We proceeded to dress by the gloom of a couple sickly candles, but we could hardly button anything, our hands shook so.

I thought of how many happy people there were in Europe, Asia, and America, and everywhere, who were sleeping peacefully in their beds, and did not have to get up and see the Rigi sunrise.

Harris drew the window-curtain, and said:

"Oh, this is luck! We shan't have to go out at all—yonder are the mountains, in full view."

That was glad news, indeed. It made us cheerful right away. One could see the grand Alpine masses dimly outlined against the black firmament, and one or two faint stars blinking through rifts in the night. Fully clothed, and wrapped in blankets, and huddled ourselves up, by the window, with lighted pipes, and fell into chat, while we waited in exceeding comfort to see how an Alpine sunrise was going to look by candlelight.

By and by a delicate, spiritual sort of effulgence spread itself by imperceptible degrees over the loftiest altitudes of the snowy wastes—but there the effort seemed to stop. I said, presently:

"There is a hitch about this sunrise somewhere. It doesn't seem to go. What do you reckon is the matter with it?"

"I don't know. It appears to hang fire somewhere. I never saw a sunrise act like that before. Can it be that the hotel is playing anything on us?"

"Of course not. The hotel merely has a property interest in the sun, it has nothing to do with the management of it. It is a precarious kind of property, too; a succession of total eclipses would probably ruin this tavern. Now what can be the matter with this sunrise?"

Harris jumped up and said:

"I've got it! I know what's the matter with it! We've been looking at the place where the sun SET last night!"

"It is perfectly true! Why couldn't you have thought of that sooner? Now we've lost another one! And all through your blundering. It was exactly like you to light a pipe and sit down to wait for the sun to rise in the west."

"It was exactly like me to find out the mistake, too. You never would have found it out.

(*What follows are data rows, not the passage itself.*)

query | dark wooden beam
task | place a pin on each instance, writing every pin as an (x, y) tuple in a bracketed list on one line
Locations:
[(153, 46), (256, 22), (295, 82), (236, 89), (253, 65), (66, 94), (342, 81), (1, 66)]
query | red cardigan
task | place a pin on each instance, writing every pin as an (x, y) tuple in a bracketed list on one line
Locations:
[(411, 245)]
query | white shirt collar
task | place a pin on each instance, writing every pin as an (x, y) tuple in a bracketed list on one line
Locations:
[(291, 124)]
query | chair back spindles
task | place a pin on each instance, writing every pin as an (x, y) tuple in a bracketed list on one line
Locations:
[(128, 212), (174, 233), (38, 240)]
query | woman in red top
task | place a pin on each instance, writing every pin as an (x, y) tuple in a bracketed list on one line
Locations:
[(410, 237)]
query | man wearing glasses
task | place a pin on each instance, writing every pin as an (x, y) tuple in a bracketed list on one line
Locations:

I find out all the mistakes."

"You make them all, too, else your most valuable faculty would be wasted on you. But don't stop to quarrel, now—maybe we are not too late yet."

But we were. The sun was well up when we got to the exhibition-ground.

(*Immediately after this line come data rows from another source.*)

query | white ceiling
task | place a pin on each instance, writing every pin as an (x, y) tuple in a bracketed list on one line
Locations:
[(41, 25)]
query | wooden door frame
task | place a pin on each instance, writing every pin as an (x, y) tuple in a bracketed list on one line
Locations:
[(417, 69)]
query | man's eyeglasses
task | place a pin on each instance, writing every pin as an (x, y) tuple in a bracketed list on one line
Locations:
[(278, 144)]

On our way up we met the crowd returning—men and women dressed in all sorts of queer costumes, and exhibiting all degrees of cold and wretchedness in their gaits and countenances.

A dozen still remained on the ground when we reached there, huddled together about the scaffold with their backs to the bitter wind. They had their red guide-books open at the diagram of the view, and were painfully picking out the several mountains and trying to impress their names and positions on their memories.

It was one of the saddest sights I ever saw.